ITP is dikwijls een diagnose per exclusionem. Voor het uitsluiten van andere oorzaken is het nodig om de relevante voorgeschiedenis van zowel de patiënt als van familieleden goed in kaart te brengen, een lichamelijk onderzoek te verrichten en laboratorium onderzoek te doen.
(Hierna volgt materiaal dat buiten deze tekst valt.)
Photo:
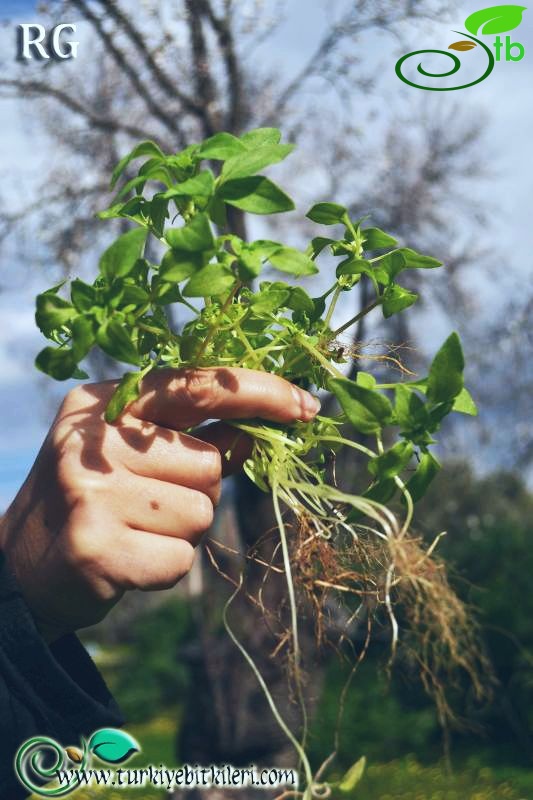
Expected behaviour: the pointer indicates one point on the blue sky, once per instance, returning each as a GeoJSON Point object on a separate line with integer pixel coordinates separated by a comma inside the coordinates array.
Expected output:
{"type": "Point", "coordinates": [28, 400]}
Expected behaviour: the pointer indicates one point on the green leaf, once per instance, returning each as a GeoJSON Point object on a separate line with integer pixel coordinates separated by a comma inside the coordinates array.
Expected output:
{"type": "Point", "coordinates": [249, 264]}
{"type": "Point", "coordinates": [83, 335]}
{"type": "Point", "coordinates": [299, 300]}
{"type": "Point", "coordinates": [352, 777]}
{"type": "Point", "coordinates": [287, 259]}
{"type": "Point", "coordinates": [221, 146]}
{"type": "Point", "coordinates": [113, 746]}
{"type": "Point", "coordinates": [158, 213]}
{"type": "Point", "coordinates": [365, 379]}
{"type": "Point", "coordinates": [265, 247]}
{"type": "Point", "coordinates": [376, 239]}
{"type": "Point", "coordinates": [193, 237]}
{"type": "Point", "coordinates": [165, 293]}
{"type": "Point", "coordinates": [326, 213]}
{"type": "Point", "coordinates": [464, 403]}
{"type": "Point", "coordinates": [411, 411]}
{"type": "Point", "coordinates": [217, 211]}
{"type": "Point", "coordinates": [212, 280]}
{"type": "Point", "coordinates": [414, 260]}
{"type": "Point", "coordinates": [496, 19]}
{"type": "Point", "coordinates": [249, 163]}
{"type": "Point", "coordinates": [261, 136]}
{"type": "Point", "coordinates": [177, 265]}
{"type": "Point", "coordinates": [396, 299]}
{"type": "Point", "coordinates": [258, 195]}
{"type": "Point", "coordinates": [354, 266]}
{"type": "Point", "coordinates": [202, 185]}
{"type": "Point", "coordinates": [367, 410]}
{"type": "Point", "coordinates": [147, 148]}
{"type": "Point", "coordinates": [445, 379]}
{"type": "Point", "coordinates": [388, 267]}
{"type": "Point", "coordinates": [129, 210]}
{"type": "Point", "coordinates": [52, 312]}
{"type": "Point", "coordinates": [82, 295]}
{"type": "Point", "coordinates": [114, 341]}
{"type": "Point", "coordinates": [58, 362]}
{"type": "Point", "coordinates": [119, 259]}
{"type": "Point", "coordinates": [392, 462]}
{"type": "Point", "coordinates": [139, 180]}
{"type": "Point", "coordinates": [318, 244]}
{"type": "Point", "coordinates": [268, 300]}
{"type": "Point", "coordinates": [126, 392]}
{"type": "Point", "coordinates": [426, 471]}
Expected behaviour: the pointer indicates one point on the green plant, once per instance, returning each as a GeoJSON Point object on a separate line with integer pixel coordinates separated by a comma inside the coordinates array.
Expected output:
{"type": "Point", "coordinates": [280, 328]}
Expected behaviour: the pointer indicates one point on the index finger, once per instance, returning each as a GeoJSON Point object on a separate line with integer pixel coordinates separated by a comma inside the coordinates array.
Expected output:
{"type": "Point", "coordinates": [181, 398]}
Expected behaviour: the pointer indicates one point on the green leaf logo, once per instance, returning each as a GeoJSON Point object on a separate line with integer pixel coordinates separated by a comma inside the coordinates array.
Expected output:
{"type": "Point", "coordinates": [496, 19]}
{"type": "Point", "coordinates": [113, 746]}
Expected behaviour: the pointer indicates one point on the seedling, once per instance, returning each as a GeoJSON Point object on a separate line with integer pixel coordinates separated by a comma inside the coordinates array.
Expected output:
{"type": "Point", "coordinates": [177, 205]}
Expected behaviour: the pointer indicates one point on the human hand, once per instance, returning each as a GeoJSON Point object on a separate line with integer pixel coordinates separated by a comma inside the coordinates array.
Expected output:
{"type": "Point", "coordinates": [108, 508]}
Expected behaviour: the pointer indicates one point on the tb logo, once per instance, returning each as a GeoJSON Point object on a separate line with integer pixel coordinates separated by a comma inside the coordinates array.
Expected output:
{"type": "Point", "coordinates": [33, 42]}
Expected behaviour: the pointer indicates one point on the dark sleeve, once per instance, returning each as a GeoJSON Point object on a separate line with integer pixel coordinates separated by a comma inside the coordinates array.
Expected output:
{"type": "Point", "coordinates": [45, 690]}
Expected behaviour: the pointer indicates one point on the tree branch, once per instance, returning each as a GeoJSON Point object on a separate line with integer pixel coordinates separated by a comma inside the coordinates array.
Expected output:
{"type": "Point", "coordinates": [204, 84]}
{"type": "Point", "coordinates": [44, 89]}
{"type": "Point", "coordinates": [169, 121]}
{"type": "Point", "coordinates": [222, 28]}
{"type": "Point", "coordinates": [162, 79]}
{"type": "Point", "coordinates": [336, 33]}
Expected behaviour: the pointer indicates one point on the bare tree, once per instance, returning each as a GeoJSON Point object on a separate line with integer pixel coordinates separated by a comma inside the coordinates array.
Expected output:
{"type": "Point", "coordinates": [178, 72]}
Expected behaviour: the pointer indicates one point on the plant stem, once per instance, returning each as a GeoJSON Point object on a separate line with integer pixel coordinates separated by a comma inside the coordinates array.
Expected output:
{"type": "Point", "coordinates": [331, 309]}
{"type": "Point", "coordinates": [320, 358]}
{"type": "Point", "coordinates": [366, 310]}
{"type": "Point", "coordinates": [277, 716]}
{"type": "Point", "coordinates": [214, 326]}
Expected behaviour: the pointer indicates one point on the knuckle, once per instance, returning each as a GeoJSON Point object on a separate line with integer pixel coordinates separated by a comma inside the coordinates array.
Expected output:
{"type": "Point", "coordinates": [201, 388]}
{"type": "Point", "coordinates": [74, 399]}
{"type": "Point", "coordinates": [212, 466]}
{"type": "Point", "coordinates": [203, 512]}
{"type": "Point", "coordinates": [83, 551]}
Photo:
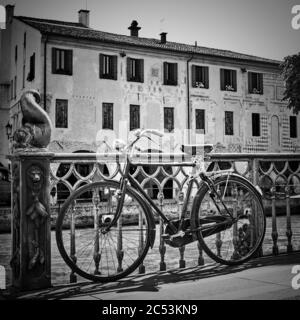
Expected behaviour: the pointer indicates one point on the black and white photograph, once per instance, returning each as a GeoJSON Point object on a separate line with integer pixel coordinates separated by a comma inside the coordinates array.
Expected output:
{"type": "Point", "coordinates": [149, 153]}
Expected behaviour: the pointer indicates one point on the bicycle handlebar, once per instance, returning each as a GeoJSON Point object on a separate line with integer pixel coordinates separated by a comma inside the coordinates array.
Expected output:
{"type": "Point", "coordinates": [140, 133]}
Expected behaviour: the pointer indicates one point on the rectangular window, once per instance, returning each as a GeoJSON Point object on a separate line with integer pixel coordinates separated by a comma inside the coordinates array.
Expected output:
{"type": "Point", "coordinates": [255, 83]}
{"type": "Point", "coordinates": [134, 117]}
{"type": "Point", "coordinates": [229, 123]}
{"type": "Point", "coordinates": [62, 61]}
{"type": "Point", "coordinates": [200, 77]}
{"type": "Point", "coordinates": [108, 67]}
{"type": "Point", "coordinates": [23, 76]}
{"type": "Point", "coordinates": [16, 54]}
{"type": "Point", "coordinates": [255, 124]}
{"type": "Point", "coordinates": [31, 73]}
{"type": "Point", "coordinates": [200, 120]}
{"type": "Point", "coordinates": [24, 40]}
{"type": "Point", "coordinates": [15, 87]}
{"type": "Point", "coordinates": [61, 113]}
{"type": "Point", "coordinates": [169, 119]}
{"type": "Point", "coordinates": [170, 74]}
{"type": "Point", "coordinates": [228, 80]}
{"type": "Point", "coordinates": [107, 116]}
{"type": "Point", "coordinates": [293, 127]}
{"type": "Point", "coordinates": [11, 89]}
{"type": "Point", "coordinates": [135, 70]}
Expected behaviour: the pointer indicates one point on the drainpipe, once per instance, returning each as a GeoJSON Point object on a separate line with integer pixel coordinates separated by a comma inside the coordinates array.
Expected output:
{"type": "Point", "coordinates": [45, 73]}
{"type": "Point", "coordinates": [188, 95]}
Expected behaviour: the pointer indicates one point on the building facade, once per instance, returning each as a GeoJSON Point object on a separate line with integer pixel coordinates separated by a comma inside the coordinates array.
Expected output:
{"type": "Point", "coordinates": [93, 82]}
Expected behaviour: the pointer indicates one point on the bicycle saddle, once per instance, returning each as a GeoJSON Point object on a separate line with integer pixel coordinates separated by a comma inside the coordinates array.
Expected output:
{"type": "Point", "coordinates": [194, 149]}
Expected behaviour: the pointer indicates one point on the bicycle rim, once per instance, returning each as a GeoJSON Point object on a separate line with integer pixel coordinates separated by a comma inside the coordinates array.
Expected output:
{"type": "Point", "coordinates": [92, 253]}
{"type": "Point", "coordinates": [236, 242]}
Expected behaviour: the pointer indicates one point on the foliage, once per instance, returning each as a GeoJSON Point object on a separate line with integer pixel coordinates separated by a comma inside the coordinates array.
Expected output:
{"type": "Point", "coordinates": [291, 72]}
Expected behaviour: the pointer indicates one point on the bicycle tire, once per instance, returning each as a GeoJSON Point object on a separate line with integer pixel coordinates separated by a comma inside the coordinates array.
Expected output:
{"type": "Point", "coordinates": [242, 248]}
{"type": "Point", "coordinates": [140, 253]}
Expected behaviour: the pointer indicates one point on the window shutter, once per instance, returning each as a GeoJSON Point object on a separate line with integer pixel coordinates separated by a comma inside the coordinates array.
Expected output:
{"type": "Point", "coordinates": [222, 79]}
{"type": "Point", "coordinates": [193, 76]}
{"type": "Point", "coordinates": [101, 58]}
{"type": "Point", "coordinates": [129, 69]}
{"type": "Point", "coordinates": [165, 72]}
{"type": "Point", "coordinates": [234, 80]}
{"type": "Point", "coordinates": [206, 78]}
{"type": "Point", "coordinates": [115, 67]}
{"type": "Point", "coordinates": [141, 70]}
{"type": "Point", "coordinates": [175, 74]}
{"type": "Point", "coordinates": [250, 86]}
{"type": "Point", "coordinates": [53, 60]}
{"type": "Point", "coordinates": [69, 61]}
{"type": "Point", "coordinates": [33, 65]}
{"type": "Point", "coordinates": [261, 83]}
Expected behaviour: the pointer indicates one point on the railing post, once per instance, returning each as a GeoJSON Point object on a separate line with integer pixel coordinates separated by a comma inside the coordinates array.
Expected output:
{"type": "Point", "coordinates": [142, 268]}
{"type": "Point", "coordinates": [31, 237]}
{"type": "Point", "coordinates": [73, 277]}
{"type": "Point", "coordinates": [162, 246]}
{"type": "Point", "coordinates": [274, 224]}
{"type": "Point", "coordinates": [289, 232]}
{"type": "Point", "coordinates": [182, 248]}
Het laboratoriumonderzoek bestaat uit een telling van de bloedplaatjes, een differentiatie van de witte bloedcellen en de bepaling van een mean platelet volume (MPV of gemiddeld plaatjes volume). Een verhoogd MPV (>8.8 fL) is geassocieerd met ITP. Men kan onderzoek verrichten naar mogelijks oorzakelijke virale infecties zoals influenza, varicella, HCV of HIV of naar de aanwezigheid van Helicobacter pylori. Ook kan de aanwezigheid van antifosfolipide antistoffen worden uitgesloten. Het opsporen van de auto-antistoffen behoort vooralsnog niet tot de routine diagnostiek.

Kliniek

Bij patiënten met een geïsoleerde ITP worden ernstige bloedingen over het algemeen slechts gezien als het aantal bloedplaatjes minder is dan 10.000/µL bloed. Lichtere vormen kunnen zich presenteren door kleine blauwe plekken of sporadische petechiën.

Eventueel door bloedneuzen of hevige menstruaties. Bij ernstige (levensbedreigende) vormen zien we bloedingen in de nieren of urinewegen, het maagdarmstelsel of in de hersenen. De ernstige vormen zien we vrijwel uitsluitend bij een oudere populatie. Bij baby’s jonger dan een half jaar moet ook gedacht worden aan een overdracht van antistoffen van de moeder naar het kind.

Behandeling

Dikwijls is ITP transiënt en gaat het vanzelf over. Zeker bij kinderen wordt frequent voor een wait-and-see geopteerd. Bij een secundaire ITP met aanwijsbare oorzaak is het logisch om die vooreerst aan te pakken.

Indien een behandeling toch nodig lijkt, is specialistisch advies aanbevolen. Er wordt meestal als eerste keus geopteerd voor prednison of dexamethason waarbij pas effect na een week mag verwacht worden. IVIg (intraveneus immuunglobuline) wordt vooral in spoedsituaties gegeven (werkt snel maar kort).

Indien met hogergenoemde keuzes geen goed effect wordt bekomen kunnen behandelingen met Ciclosporine, Rituximab of TPO-RA (trombopoietine-receptor-agonisten) geprobeerd worden of een splenectomie overwogen worden.